Whole-body vibration improved quality of life (one RCT with 49 patients; WMD = −12.02 on the 100-point St. George's Respiratory Questionnaire, small effect; 95% CI, −21.41 to −2.63) when compared with no vibration. Titrated oxygen (to keep oxygen saturation between 88% and 92%) improved prehospital and in-hospital mortality at the longest follow-up (one RCT with 214 patients; OR = 0.36; 95% CI, 0.14 to 0.88) when compared with high flow oxygen. There was no evidence of benefit associated with chest physiotherapy. Early pulmonary rehabilitation initiated during hospitalization for exacerbation was found to improve six-minute walking difference (three RCTs with 253 patients; WMD = 20.02; 95% CI, 12.06 to 28.67), but there was not enough evidence to show a readmission or mortality benefit. There was no significant difference in adverse events between those who received nonpharmacologic therapies and those who did not.

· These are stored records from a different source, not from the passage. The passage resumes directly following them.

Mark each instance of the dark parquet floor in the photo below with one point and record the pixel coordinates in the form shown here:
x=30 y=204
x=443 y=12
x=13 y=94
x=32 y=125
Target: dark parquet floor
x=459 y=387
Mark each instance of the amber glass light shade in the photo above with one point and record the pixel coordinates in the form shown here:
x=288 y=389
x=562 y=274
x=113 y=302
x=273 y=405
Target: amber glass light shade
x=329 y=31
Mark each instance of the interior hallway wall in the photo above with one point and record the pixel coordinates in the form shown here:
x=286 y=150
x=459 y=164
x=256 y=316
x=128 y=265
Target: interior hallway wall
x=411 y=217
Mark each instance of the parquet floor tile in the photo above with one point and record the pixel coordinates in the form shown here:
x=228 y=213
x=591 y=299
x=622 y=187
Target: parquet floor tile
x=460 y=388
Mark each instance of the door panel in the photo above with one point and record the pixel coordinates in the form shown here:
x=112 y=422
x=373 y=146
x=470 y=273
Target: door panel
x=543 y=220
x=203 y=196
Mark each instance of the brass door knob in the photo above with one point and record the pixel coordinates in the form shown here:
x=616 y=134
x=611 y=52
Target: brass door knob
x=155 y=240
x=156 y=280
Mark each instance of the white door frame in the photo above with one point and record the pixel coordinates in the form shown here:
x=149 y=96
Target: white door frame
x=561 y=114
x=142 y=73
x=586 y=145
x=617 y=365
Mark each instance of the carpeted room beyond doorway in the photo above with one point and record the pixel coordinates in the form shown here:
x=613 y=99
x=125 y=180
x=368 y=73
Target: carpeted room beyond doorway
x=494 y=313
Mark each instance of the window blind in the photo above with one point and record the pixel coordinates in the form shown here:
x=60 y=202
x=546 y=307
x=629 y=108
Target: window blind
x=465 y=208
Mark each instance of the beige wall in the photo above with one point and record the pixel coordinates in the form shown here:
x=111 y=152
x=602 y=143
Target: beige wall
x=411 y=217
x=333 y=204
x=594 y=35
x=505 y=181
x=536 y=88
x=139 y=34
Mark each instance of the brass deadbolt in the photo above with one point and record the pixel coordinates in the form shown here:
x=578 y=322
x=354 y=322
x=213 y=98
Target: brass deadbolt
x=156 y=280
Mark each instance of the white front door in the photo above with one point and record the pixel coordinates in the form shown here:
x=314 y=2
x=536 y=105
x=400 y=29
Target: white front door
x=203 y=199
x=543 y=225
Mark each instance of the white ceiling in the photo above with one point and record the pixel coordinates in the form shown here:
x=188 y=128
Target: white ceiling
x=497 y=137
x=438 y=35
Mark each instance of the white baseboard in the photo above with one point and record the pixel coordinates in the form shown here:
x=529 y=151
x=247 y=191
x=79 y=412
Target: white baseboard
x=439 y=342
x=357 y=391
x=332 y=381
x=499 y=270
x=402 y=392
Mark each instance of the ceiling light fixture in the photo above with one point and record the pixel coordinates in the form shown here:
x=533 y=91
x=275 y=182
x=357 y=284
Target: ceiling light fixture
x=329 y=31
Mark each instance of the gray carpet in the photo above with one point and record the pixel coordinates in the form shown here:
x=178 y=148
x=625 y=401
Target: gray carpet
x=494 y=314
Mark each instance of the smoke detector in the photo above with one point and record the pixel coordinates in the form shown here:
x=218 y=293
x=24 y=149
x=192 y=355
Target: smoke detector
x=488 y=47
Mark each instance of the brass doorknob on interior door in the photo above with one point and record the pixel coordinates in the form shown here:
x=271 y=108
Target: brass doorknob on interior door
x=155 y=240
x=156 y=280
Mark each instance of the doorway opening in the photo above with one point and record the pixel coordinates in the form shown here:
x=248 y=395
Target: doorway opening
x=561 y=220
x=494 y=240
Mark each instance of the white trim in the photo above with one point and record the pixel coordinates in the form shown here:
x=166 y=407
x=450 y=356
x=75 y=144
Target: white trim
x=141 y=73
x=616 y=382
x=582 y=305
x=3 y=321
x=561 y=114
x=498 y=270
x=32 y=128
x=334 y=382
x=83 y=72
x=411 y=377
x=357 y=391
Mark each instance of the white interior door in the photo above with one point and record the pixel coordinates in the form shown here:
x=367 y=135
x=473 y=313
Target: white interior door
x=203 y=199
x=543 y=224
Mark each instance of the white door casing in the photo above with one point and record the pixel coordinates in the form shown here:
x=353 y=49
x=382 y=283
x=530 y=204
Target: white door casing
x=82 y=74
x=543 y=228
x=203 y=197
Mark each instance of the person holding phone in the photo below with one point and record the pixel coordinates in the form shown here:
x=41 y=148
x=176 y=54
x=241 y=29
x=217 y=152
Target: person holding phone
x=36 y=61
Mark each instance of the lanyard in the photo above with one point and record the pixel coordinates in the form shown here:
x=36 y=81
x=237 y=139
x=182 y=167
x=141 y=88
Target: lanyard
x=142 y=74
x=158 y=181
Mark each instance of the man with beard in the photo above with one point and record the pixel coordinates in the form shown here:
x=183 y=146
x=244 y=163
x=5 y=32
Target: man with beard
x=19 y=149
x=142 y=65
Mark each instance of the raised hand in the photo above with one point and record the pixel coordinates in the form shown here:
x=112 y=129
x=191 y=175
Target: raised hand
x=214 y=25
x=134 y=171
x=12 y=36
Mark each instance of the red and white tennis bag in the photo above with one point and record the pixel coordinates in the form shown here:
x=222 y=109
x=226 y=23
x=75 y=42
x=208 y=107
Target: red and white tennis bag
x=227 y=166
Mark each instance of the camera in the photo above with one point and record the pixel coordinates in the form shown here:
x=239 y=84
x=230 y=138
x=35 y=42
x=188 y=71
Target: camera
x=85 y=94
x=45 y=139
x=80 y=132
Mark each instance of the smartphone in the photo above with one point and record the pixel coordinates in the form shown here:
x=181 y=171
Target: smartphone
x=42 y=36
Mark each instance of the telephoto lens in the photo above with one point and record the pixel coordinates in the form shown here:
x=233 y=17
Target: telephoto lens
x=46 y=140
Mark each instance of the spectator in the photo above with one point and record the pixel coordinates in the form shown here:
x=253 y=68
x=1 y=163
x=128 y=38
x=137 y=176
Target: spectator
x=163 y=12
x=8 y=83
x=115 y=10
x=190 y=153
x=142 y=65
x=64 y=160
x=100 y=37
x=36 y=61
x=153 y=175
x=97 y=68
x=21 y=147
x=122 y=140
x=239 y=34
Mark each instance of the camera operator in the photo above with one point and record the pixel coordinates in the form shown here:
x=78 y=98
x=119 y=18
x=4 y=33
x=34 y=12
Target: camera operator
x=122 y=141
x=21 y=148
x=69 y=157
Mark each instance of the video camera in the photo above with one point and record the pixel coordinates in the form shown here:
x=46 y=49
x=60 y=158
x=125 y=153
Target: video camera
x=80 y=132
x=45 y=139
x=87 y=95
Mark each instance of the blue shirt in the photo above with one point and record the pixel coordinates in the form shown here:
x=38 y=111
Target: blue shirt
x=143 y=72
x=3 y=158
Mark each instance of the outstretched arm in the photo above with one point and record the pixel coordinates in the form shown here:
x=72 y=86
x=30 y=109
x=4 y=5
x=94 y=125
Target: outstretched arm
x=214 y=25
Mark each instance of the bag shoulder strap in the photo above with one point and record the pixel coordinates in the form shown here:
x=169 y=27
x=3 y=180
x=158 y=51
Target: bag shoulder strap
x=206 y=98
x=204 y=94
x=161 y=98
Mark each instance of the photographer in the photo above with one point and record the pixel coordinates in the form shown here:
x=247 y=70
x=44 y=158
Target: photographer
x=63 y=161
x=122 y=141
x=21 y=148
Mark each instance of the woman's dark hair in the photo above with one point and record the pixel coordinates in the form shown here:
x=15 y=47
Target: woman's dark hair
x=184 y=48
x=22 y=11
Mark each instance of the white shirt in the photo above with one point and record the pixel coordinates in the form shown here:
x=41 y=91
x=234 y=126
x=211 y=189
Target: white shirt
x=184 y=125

This AHRQ review emphasizes many therapies that family physicians are already using for their patients experiencing COPD exacerbations, such as antibiotics and corticosteroid therapy, while also suggesting that magnesium and mucolytics may not be helpful. Nonpharmacologic therapies such as resistance training and whole-body vibration may be beneficial. The American Academy of Family Physicians is developing a clinical practice guideline based on the AHRQ review. Current guidelines from the U.S. Department of Veterans Affairs/U.S. Department of Defense and the Global Initiative for Chronic Obstructive Lung Disease recommend a five- to seven-day course of antibiotics and systemic corticosteroids with titrating oxygen therapy to maintain a saturation of 88% to 92% for adults with COPD exacerbations.2,3

Editor's Note:AFP SOR ratings are different from the AHRQ Strength of Evidence ratings. Dr. Saguil is a contributing editor for AFP.

The views expressed in this article are the author's and do not reflect the official policy or position of the Uniformed Services University of the Health Sciences, the Department of Defense, or the U.S. government.

The Agency for Healthcare Research and Quality (AHRQ) conducts the Effective Health Care Program as part of its mission to produce evidence to improve health care and to make sure the evidence is understood and used. A key clinical question based on the AHRQ Effective Health Care Program systematic review of the literature is presented, followed by an evidence-based answer based on the review. AHRQ’s summary is accompanied by an interpretation by an AFP author that will help guide clinicians in making treatment decisions.